I mean how you define “good” is an endless discussion by itself. For the purposes of this discussion I think considering JavaScript a successful and useful DSL are sufficient. I share your opinion that it is by no means “good” by more mechanistic measures. :)
I consider JS a pretty great language these days, my only complaint is the lack of a batteries included standard library that does the stuff underscore et al do.
This is a good point but also a little circular since the good vendor specific languages tend to break free — like Netscape’s (and nominally Sun’s) JavaScript :-)

(and I think SQL started at IBM but I’m not sure if they tried to keep it proprietary or make it a standard)

Sometimes! Google still controls Go. Microsoft has retained control of dotnet. Java more successfully escaped Sun/Oracle, but that ecosystem is still governed by a very small number of mostly very large companies.

Regardless the author getting 7+ years of runway out of a specific technology is hardly a waste! My average technology switching time is probably closer to 5-6 years.

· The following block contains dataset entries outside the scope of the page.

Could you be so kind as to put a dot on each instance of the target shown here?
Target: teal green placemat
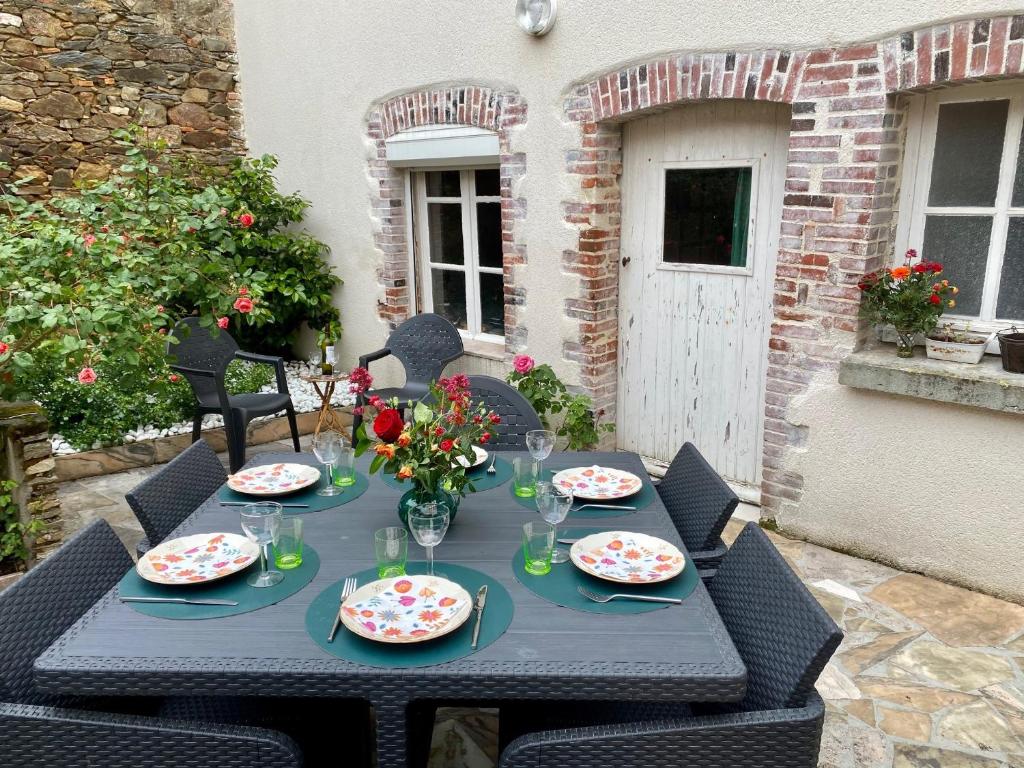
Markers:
(641, 499)
(231, 588)
(559, 587)
(351, 647)
(306, 496)
(481, 480)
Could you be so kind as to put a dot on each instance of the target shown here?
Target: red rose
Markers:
(388, 425)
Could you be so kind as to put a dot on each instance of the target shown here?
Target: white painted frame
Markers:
(922, 131)
(471, 258)
(755, 165)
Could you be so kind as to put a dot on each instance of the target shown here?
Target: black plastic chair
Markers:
(699, 503)
(424, 345)
(165, 499)
(41, 731)
(202, 358)
(518, 417)
(784, 638)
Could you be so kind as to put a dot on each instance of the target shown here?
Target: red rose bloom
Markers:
(388, 425)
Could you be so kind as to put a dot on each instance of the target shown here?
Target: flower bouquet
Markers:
(426, 450)
(909, 297)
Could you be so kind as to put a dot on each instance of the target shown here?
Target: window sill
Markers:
(492, 350)
(985, 385)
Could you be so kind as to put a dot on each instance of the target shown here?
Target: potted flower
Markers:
(908, 297)
(425, 450)
(956, 345)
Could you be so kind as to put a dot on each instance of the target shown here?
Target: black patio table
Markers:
(676, 653)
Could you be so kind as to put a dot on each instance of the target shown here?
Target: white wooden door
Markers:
(693, 337)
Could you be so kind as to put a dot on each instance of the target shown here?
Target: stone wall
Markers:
(26, 458)
(72, 73)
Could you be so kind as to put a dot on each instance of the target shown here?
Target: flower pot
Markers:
(971, 349)
(1012, 349)
(417, 495)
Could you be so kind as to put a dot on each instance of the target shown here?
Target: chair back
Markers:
(162, 501)
(698, 501)
(518, 417)
(47, 600)
(199, 348)
(425, 344)
(782, 634)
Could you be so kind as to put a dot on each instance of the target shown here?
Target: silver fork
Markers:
(347, 589)
(646, 598)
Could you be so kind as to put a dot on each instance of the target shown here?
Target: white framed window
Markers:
(459, 264)
(964, 193)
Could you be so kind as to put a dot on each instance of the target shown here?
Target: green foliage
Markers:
(549, 396)
(12, 530)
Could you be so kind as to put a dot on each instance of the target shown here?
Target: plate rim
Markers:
(259, 494)
(247, 543)
(600, 498)
(579, 546)
(356, 629)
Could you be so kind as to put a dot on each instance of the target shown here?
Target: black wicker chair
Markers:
(202, 358)
(41, 731)
(784, 637)
(424, 345)
(165, 499)
(699, 503)
(518, 417)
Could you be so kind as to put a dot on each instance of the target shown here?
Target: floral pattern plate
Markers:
(629, 558)
(273, 479)
(198, 558)
(407, 609)
(598, 483)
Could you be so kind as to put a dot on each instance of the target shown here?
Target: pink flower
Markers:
(523, 364)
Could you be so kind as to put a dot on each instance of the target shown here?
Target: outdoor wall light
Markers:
(536, 16)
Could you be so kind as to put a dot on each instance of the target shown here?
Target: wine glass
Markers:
(540, 442)
(261, 521)
(554, 502)
(429, 522)
(327, 449)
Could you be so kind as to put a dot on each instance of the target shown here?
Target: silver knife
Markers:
(481, 601)
(187, 601)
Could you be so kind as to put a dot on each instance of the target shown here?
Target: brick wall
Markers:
(495, 110)
(73, 73)
(845, 148)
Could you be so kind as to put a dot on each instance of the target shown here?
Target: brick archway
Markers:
(845, 148)
(493, 109)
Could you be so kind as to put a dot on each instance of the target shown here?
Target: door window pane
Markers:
(487, 182)
(444, 226)
(1011, 301)
(961, 245)
(492, 304)
(488, 233)
(968, 150)
(450, 295)
(707, 214)
(442, 184)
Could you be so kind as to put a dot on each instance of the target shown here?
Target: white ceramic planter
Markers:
(957, 351)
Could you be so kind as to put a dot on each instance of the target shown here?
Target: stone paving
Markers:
(929, 675)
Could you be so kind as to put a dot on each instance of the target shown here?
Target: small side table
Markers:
(325, 386)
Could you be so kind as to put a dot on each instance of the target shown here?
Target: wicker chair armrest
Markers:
(56, 737)
(366, 359)
(267, 359)
(783, 738)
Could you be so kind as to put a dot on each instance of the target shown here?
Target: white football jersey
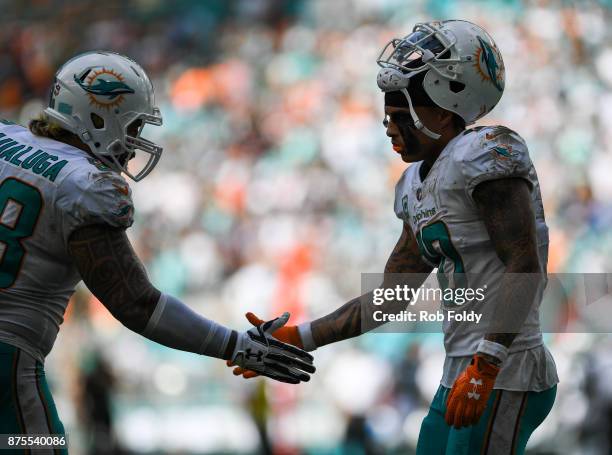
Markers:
(47, 190)
(451, 233)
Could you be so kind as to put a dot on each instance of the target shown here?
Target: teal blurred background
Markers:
(275, 192)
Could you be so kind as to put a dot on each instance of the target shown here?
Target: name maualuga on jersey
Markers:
(39, 161)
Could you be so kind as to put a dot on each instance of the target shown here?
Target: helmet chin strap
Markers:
(417, 122)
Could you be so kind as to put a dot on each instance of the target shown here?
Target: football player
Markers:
(471, 206)
(64, 209)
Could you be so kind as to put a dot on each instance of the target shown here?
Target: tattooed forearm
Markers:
(346, 322)
(505, 206)
(113, 273)
(342, 324)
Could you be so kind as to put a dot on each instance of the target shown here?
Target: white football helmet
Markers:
(464, 68)
(106, 99)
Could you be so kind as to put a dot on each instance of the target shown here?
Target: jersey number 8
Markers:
(20, 206)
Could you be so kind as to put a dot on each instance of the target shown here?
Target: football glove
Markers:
(257, 351)
(468, 398)
(287, 334)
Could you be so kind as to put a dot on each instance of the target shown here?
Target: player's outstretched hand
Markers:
(287, 334)
(257, 351)
(468, 398)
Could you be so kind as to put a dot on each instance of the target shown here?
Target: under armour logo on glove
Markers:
(468, 398)
(249, 354)
(474, 394)
(257, 350)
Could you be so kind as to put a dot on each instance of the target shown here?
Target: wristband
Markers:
(305, 331)
(499, 351)
(177, 326)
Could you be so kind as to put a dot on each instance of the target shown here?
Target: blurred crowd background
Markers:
(275, 192)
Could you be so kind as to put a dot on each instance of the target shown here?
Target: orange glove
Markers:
(286, 334)
(468, 398)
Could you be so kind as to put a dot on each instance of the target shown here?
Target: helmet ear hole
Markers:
(97, 121)
(456, 87)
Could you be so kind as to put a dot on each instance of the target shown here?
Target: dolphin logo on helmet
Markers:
(487, 56)
(102, 87)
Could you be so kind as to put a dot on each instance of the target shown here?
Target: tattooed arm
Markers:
(346, 322)
(113, 273)
(506, 208)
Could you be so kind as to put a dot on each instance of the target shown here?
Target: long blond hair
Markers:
(42, 126)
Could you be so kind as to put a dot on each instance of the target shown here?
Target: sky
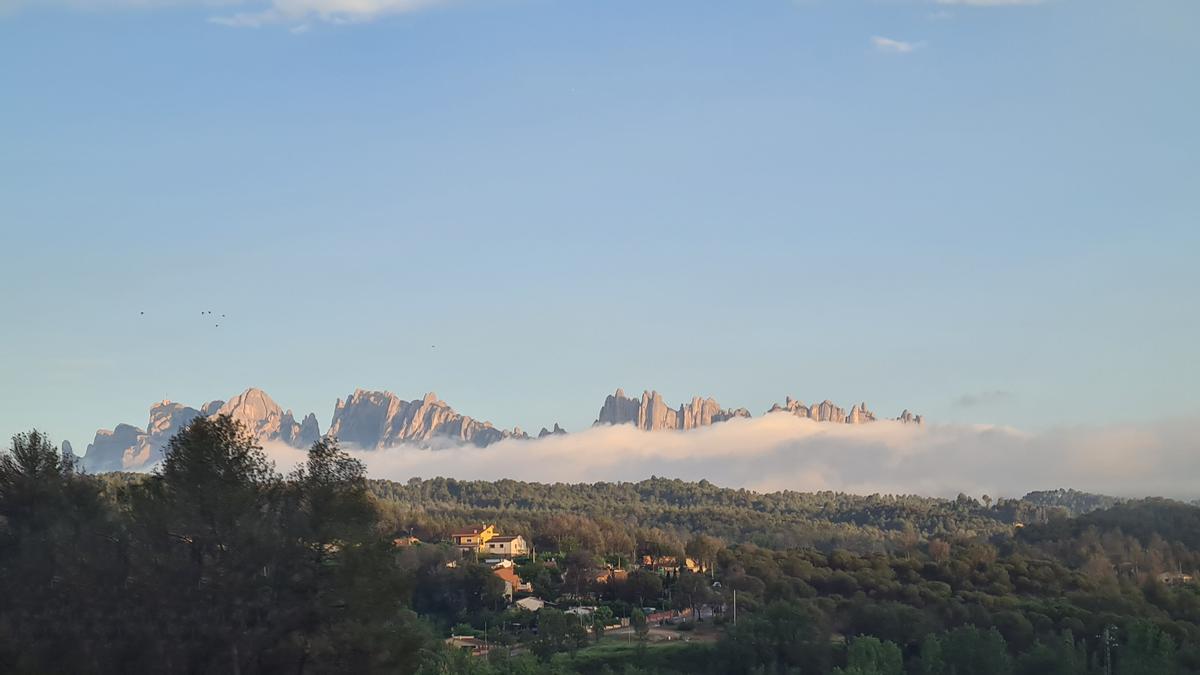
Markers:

True! I think used Perl about that long, and probably Ruby after that. And those are (obviously) general purpose.
JavaScript wasn't really a DSL though was it? Not in the sense of this article. Brendan Eich was hired to embed Scheme into Netscape Navigator. That's not the same as the kind of crippled templating languages this article is discussing.
One is procedural (JavaScript), the other is declarative (HCL).

Both are (or at least were originally) “crippled” compared to “real” languages.

Both grew immensely each eventually escaping their single-vendor origins.

I don't think that this is a true comparison. JavaScript was limited mostly by its sandboxing, not what you could write in it. You can't really compare that to what HCL is and does.